3. November 2005 - 23:05 Uhr

ich war wirklich sehr gespannt, wie sich ein journalistisch orientiertes stadtblog wie minga.de entwickeln würde.

zugegeben, ich war nicht sehr überzeugt von der idee, weil ich nicht glaube, dass sich blogs für nachrichtenorientiertes publizieren sonderlich eignen würden. und weil ich einen nicht näher erklärbaren zweifel hege, ob sich die gschichtln eines millionendorfs so brisant entwickeln würden, als dass ich sie sofort und auf der stelle nachlesen müsste. letzter zweifel: mir ist es immer suspekt, wenn jemand eine neue darstellungsform nur um ihrer selbst willen nutzen möchte. kein zweifel, dass in der momentanen phase es nicht so aussieht, als würde in der medienlandschaft ein stein auf dem anderen bleiben. aber es ist ein irrglaube zu meinen, old media würde mal so eben ins wc gespült und entsorgt. es gibt eben dinge, für die sich zeitungen besser eignen – und wenn sie es strukturiert anpacken und sich künftig als inhalte-lieferanten für verschiedene plattformen aufstellen, haben sie eine vernünftige chance.

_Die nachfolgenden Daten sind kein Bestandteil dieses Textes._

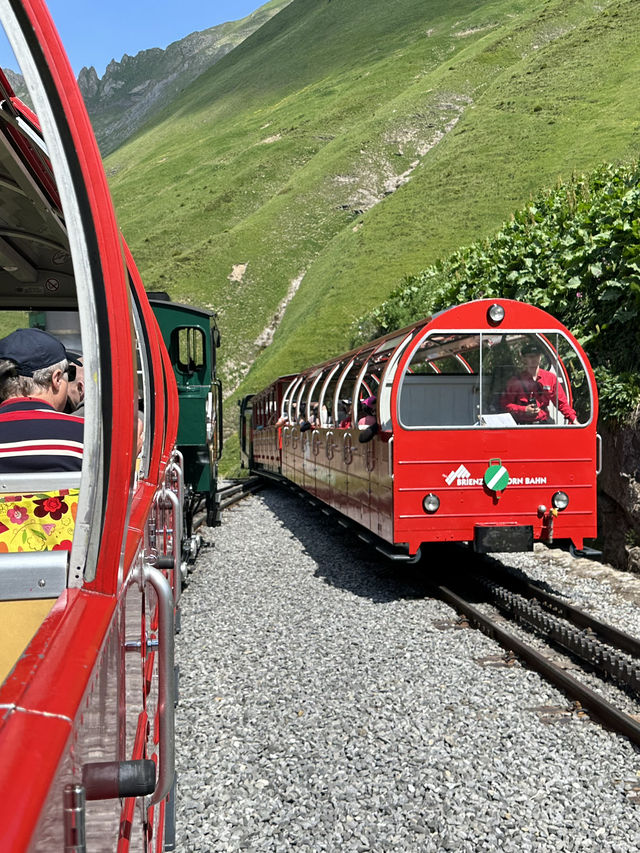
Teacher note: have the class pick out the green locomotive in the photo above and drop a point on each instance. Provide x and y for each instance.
(192, 338)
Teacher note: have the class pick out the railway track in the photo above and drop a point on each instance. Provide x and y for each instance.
(597, 647)
(237, 490)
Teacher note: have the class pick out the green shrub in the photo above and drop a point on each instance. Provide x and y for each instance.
(574, 251)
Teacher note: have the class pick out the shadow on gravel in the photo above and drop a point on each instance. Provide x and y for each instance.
(342, 559)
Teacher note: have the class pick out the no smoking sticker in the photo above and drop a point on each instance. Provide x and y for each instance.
(496, 477)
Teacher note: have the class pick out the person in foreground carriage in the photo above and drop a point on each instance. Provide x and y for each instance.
(35, 433)
(528, 394)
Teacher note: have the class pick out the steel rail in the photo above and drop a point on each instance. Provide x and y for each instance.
(229, 495)
(589, 699)
(564, 610)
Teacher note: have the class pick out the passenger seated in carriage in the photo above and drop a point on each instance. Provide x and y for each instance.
(528, 395)
(368, 423)
(35, 433)
(37, 437)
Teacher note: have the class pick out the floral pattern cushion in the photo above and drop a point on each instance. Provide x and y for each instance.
(38, 522)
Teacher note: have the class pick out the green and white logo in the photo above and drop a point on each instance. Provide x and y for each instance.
(496, 477)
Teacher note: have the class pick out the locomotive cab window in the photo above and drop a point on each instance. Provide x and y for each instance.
(188, 349)
(492, 380)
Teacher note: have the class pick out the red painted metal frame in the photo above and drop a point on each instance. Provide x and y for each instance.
(381, 484)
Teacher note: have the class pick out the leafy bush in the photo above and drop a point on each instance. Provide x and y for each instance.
(574, 251)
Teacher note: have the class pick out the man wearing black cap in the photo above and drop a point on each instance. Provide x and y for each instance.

der langen rede kurzer sinn: nach nochmaliger lektüre habe ich minga.de heute endgültig vom radar genommen – und ich bin eigentlich ein geduldiger mensch. aber abgeschriebene geschichten der münchner tageszeitungen und bei den eigenproduktionen krudes deutsch und irrelevante inhalte, dafür muss ich kein “blog” lesen.

im grunde bleiben für mich banale erkenntnise: nur weil etwas neu ist, muss es nicht gut sein. und nur, weil etwas alt ist – ist es noch lange nicht schlecht. qualitätsmaßstäbe gelten überall, analog wie digital.

ich wundere mich nur gerade eben über mich selber, weil ich mir solche binsen allen ernstes gelegentlich in erinnerung rufen muss…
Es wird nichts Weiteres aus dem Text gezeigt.